La gente se ofende mucho hoy día y por tal motivo protesta, se querella, exige que se retiren y se prohíban cosas. «Vamos a ver con qué me ofendo yo hoy, cachi en los mengues perendengues», piensan algunos al levantarse de la cama cada día, antes de meter los pies en las pantuflas deshilachadas y, claro, con las suelas llenas de plastas.

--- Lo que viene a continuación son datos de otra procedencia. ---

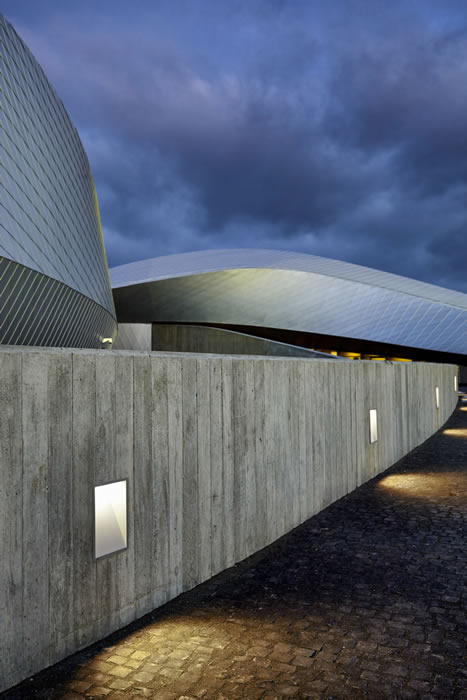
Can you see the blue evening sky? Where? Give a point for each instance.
(334, 128)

A diario, el sistema judicial español se ve obligado a hacerle un hueco en el cerro de expedientes a los nuevos casos de ofensa que van llegando.

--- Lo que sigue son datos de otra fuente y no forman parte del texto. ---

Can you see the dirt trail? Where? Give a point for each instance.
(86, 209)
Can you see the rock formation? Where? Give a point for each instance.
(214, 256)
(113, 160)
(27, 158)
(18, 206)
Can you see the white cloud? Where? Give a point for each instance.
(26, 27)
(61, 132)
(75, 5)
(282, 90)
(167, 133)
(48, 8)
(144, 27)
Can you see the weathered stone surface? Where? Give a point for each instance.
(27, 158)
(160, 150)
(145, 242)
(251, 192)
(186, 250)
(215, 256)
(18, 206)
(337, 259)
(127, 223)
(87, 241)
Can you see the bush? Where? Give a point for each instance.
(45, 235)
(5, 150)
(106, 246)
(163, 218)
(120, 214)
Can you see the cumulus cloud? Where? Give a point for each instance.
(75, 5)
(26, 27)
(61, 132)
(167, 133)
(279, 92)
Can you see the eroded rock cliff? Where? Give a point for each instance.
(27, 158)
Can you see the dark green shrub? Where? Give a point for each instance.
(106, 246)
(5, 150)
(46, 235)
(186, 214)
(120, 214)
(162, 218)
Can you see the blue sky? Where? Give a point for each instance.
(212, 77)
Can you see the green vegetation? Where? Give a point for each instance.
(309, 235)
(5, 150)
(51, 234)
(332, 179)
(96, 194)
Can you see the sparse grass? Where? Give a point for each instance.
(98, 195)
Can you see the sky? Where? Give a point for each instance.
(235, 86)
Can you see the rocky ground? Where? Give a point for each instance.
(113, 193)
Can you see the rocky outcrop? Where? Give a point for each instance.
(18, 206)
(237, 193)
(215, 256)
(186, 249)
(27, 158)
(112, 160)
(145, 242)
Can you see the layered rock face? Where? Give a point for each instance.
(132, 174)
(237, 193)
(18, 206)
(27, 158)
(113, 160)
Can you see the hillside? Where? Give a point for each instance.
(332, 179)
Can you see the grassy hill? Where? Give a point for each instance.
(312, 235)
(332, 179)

—Este se ha ofendido porque tiene un hermano discapacitado físico y en la tele uno ha dicho no sé qué de los cojos.

—A trámite.

—Este se ha ofendido porque el otro día en la radio un actor se cagó en Dios.

—¿Actor del método?

—Creo que no…

—A trámite.

—Este se ha ofendido porque hay una valla publicitaria en la que se ve un chocho muy marcado.

—A trámite.

—Este se ha ofendido porque un tuitero ha escrito que Franco tiene el culo blanco y que su mujer se lo lava con Ariel, ya ve usted qué cosa.

—¡Uh! A trámite.

—Este se ha ofendido porque…

—Espera, espera, ¿dónde está la valla publicitaria esa?

Y ahí tenemos al querellante, al ofendido, a la víctima, sosteniendo que lo de los cojos y lo de la blasfemia y lo de la pata de camello y lo del culo blanco le han causado desperfectos morales irreparables, ¡irreparables! O bueno, no tan irreparables, que yo con cuatro o cinco mil euros me iría recuperando, no crea usted, ponga seis mil y así redondeamos, ¿le parece? Y prohíba usted decir cojo y obligue a amar a Dios y retire la valla y los chochos y exija respetar a Franco y a su mujer. Ofenderse es de imbéciles.

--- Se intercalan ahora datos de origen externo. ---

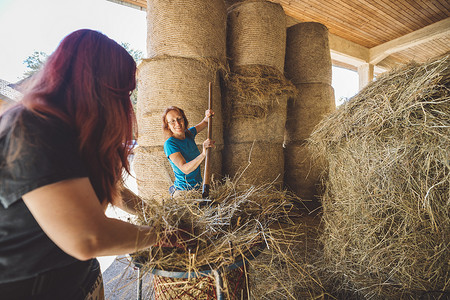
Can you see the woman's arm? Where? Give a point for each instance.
(178, 159)
(71, 215)
(202, 125)
(128, 201)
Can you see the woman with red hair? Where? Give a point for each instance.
(181, 150)
(63, 149)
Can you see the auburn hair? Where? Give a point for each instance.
(166, 130)
(87, 82)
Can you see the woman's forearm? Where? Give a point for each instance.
(75, 221)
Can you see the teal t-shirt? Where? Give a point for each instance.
(189, 150)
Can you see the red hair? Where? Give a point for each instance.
(87, 83)
(167, 132)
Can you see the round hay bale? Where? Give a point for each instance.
(254, 163)
(187, 28)
(308, 57)
(302, 173)
(311, 105)
(268, 128)
(386, 206)
(154, 174)
(168, 81)
(256, 34)
(253, 90)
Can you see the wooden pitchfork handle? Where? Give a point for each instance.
(207, 172)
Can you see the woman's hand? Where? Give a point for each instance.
(208, 113)
(207, 144)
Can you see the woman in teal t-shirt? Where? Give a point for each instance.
(181, 150)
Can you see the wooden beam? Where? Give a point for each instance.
(133, 4)
(365, 72)
(423, 35)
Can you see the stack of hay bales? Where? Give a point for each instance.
(308, 66)
(186, 48)
(255, 104)
(386, 206)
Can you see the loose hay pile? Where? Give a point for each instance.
(244, 218)
(387, 199)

Yo, que según dicen soy un gran ofendedor, que a través de mis combinaciones alfabéticas practico el delito de ofensa con regocijo, no me he ofendido en la vida. Nunca. Y mira que me han dicho perrerías (los neonazis, los tunos, los anderos de la Virgen de la Cabeza, los rojos, las feministas, los devotos de Nuestro Padre Jesús de los Descalzos, los femimonos, un poeta acomplejado que reedita mucho, los animalistas y demás tiquismiquis de moco flojete), generalmente bajo el anonimato, bajo la cobardía, y eso sí que es delito, eso sí que debería serlo por sí mismo: delito de rata. O, bueno, al menos no me he ofendido tanto como para pensar en querellas, en protestas, en prohibiciones. ¡Anda ya! «Zeñó jué, zeñó jué, que man ofendío muncho, zeñó jué, que estoy ma ofendío que el copetín…» Vete a la mierda, llorica, chivato, peguntoso, jiñapoco. En Peñamefécit eso lo zanjábamos en el Sema, como las personas, ya fuera a sopapos (teníamos la piel más dura, es verdad) o a ver quién se peía más fuerte en la boca del Gazpachete, que era rubio y bocón y se lo merecía. La víctima del delito de ofender suele merecérselo también, como el Gazpachete, por gazmoño y por receptivo. A muchos progres la ofensa les saca el tirano vocacional que les destila y chillan a favor de la censura, del cierre, de la eliminación de lo que a ellos les ofende, cuando lo que deberían chillar es su desacuerdo y rebatimiento, pero a lo mejor es que no saben. Es más fácil poner cara y voz de rana pisá. Hay una beatería de lo correcto y de lo socialmente boniquillo que apesta, y que ofende, ¡caray si ofende!, pero que no se puede retirar ni censurar ni protestar ni llevar a juicio. Ofenderse es de fascistas.